Any fears that the forty-strong choir would be swamped by the orchestra, which extended well into the nave of HolyTrinityChurch, were soon dispelled. Emma Curtis lent her beautiful, strong, and wide-ranging contralto voice to a superb performance of Brahms’s Alto Rhapsody, which begins with strikingly questioning tones, and moves through a soulful aria into a wonderfully soothing dénouement in which the contralto is supported by rich choral sounds from the men’s voices. The balance was superb, contributing to an excellent performance.
Beethoven’s Ninth Symphony begins with three massive orchestral movements. The first, stormy, questioning, but full of decisive melodies, requires a bold approach, which it received from Kenneth Woods’s forces. Particularly striking in this smaller-scale performance was Beethoven’s use of the classical harmonie or wind band, and for the most part the performers played excellently. And the concluding build-up of fanfares over an insistently recurring bass was beautifully done.
The scherzo and trio were well defined and dramatic, and the contrasting instrumental groups came over well.. The beautiful Andante received a delightfully expressive performance, again with fine contributions from individual instrumentalists.
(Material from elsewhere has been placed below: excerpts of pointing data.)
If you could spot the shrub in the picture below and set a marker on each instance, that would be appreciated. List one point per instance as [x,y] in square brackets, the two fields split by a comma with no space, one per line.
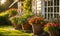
[4,16]
[21,19]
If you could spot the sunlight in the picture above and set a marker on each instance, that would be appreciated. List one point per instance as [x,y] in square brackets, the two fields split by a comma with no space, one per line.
[3,1]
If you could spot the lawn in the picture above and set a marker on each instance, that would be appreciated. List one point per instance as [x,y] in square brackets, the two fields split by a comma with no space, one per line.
[10,31]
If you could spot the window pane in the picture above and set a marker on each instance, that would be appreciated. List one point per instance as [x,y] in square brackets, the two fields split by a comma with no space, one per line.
[55,2]
[45,9]
[45,3]
[51,9]
[51,2]
[45,15]
[51,15]
[55,9]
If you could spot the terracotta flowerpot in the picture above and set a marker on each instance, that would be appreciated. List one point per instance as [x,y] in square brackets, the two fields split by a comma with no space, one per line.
[16,26]
[37,29]
[26,27]
[52,33]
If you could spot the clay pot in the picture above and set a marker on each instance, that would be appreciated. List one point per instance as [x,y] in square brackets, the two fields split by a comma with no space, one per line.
[37,29]
[26,27]
[52,33]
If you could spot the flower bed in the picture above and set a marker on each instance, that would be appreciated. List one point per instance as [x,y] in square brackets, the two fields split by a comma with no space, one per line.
[51,28]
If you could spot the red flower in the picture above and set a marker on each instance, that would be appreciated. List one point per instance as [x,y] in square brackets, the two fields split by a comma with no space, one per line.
[31,20]
[38,18]
[55,25]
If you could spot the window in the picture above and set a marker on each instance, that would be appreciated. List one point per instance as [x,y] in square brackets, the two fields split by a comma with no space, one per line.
[51,9]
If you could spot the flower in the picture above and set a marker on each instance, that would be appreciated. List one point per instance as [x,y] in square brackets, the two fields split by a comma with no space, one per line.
[36,20]
[51,26]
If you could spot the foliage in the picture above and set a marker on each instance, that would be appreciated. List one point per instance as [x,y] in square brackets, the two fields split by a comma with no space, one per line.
[12,12]
[27,6]
[51,26]
[4,20]
[36,20]
[9,31]
[21,19]
[14,20]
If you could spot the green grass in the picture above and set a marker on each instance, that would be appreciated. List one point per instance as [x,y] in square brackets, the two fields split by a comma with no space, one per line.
[9,31]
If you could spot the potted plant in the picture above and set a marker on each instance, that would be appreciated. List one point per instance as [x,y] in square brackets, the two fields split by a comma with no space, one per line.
[51,28]
[23,20]
[14,21]
[37,24]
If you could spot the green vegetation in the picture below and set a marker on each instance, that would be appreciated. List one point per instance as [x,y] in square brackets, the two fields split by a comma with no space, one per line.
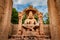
[14,18]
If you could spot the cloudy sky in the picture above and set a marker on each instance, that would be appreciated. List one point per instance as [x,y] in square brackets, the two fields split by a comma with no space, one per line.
[41,5]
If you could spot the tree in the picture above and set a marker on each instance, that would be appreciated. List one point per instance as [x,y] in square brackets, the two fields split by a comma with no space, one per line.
[14,18]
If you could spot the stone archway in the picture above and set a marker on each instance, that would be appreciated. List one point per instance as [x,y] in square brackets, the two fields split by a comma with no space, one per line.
[54,15]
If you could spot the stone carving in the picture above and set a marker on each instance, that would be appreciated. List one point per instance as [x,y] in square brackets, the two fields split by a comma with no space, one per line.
[31,29]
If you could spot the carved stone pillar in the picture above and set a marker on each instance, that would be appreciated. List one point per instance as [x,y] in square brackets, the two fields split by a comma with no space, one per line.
[41,23]
[19,31]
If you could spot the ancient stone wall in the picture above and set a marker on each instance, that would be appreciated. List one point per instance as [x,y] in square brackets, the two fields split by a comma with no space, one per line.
[54,15]
[5,18]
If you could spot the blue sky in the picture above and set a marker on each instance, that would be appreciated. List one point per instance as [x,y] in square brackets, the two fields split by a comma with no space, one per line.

And so to the finale, beginning with that chaotic introduction; the probing of previous themes, interrupted by the insistent recitative from cellos and basses; the introduction of the great (if sometimes hackneyed) ‘Ode to Joy’ theme; and the baritone’s invocation of Beethoven’s own words to forget the sadness and break out into joy. That baritone was Michael Druiett, and he, together with Sarah Helsby-Hughes, Emma Curtis, and Ronan Busfield, made splendid individual contributions and moreover blended beautifully in passages where they all sang together. The choir sang with excitement and cohesion coupled with superb discipline, and was a fine match for the orchestra. This was a wonderful ‘Ode to Joy’.